By default, Kubernetes makes a new EndpointSlice once the existing EndpointSlices
all contain at least 100 endpoints. Kubernetes does not make the new EndpointSlice
until an extra endpoint needs to be added.
In the Kubernetes API, an
Endpoints
(the resource kind is plural) defines a list of network endpoints, typically
referenced by a Service to define which Pods the traffic can be sent to.
The EndpointSlice API is the recommended replacement for Endpoints.
Over-capacity endpoints
Kubernetes limits the number of endpoints that can fit in a single Endpoints
object. When there are over 1000 backing endpoints for a Service, Kubernetes
truncates the data in the Endpoints object. Because a Service can be linked
with more than one EndpointSlice, the 1000 backing endpoint limit only
affects the legacy Endpoints API.
In that case, Kubernetes selects at most 1000 possible backend endpoints to store
into the Endpoints object, and sets an
annotation on the
Endpoints:
endpoints.kubernetes.io/over-capacity: truncated.
The control plane also removes that annotation if the number of backend Pods drops below 1000.
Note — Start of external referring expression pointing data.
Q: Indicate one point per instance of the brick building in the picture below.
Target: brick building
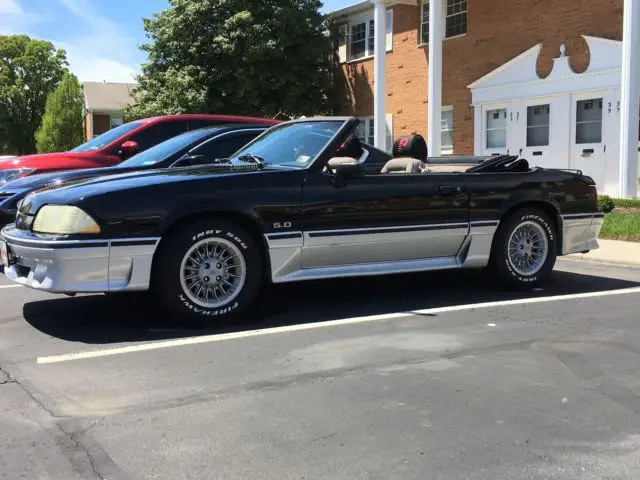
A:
(537, 77)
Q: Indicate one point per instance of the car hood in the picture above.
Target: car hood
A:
(36, 161)
(76, 190)
(57, 178)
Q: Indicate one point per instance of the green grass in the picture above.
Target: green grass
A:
(626, 203)
(621, 226)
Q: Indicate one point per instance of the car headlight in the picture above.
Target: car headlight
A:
(7, 176)
(64, 220)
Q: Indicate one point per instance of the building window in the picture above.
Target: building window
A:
(455, 19)
(589, 121)
(538, 119)
(116, 121)
(497, 128)
(447, 131)
(425, 21)
(358, 41)
(356, 38)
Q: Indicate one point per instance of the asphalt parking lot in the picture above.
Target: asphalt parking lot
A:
(431, 376)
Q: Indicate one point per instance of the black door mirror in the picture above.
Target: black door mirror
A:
(346, 172)
(194, 160)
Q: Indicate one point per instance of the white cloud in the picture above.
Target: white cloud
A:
(98, 49)
(89, 67)
(105, 55)
(10, 7)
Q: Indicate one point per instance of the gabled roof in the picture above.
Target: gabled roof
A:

Traffic is still sent to backends, but any load balancing mechanism that relies on the
legacy Endpoints API only sends traffic to at most 1000 of the available backing endpoints.
The same API limit means that you cannot manually update an Endpoints to have more than 1000 endpoints.
Application protocol
FEATURE STATE:Kubernetes v1.20 [stable]
The appProtocol field provides a way to specify an application protocol for
each Service port. The value of this field is mirrored by the corresponding
Endpoints and EndpointSlice objects.
This field follows standard Kubernetes label syntax. Values should either be
IANA standard service names or
domain prefixed names such as mycompany.com/my-custom-protocol.
Multi-Port Services
For some Services, you need to expose more than one port.
Kubernetes lets you configure multiple port definitions on a Service object.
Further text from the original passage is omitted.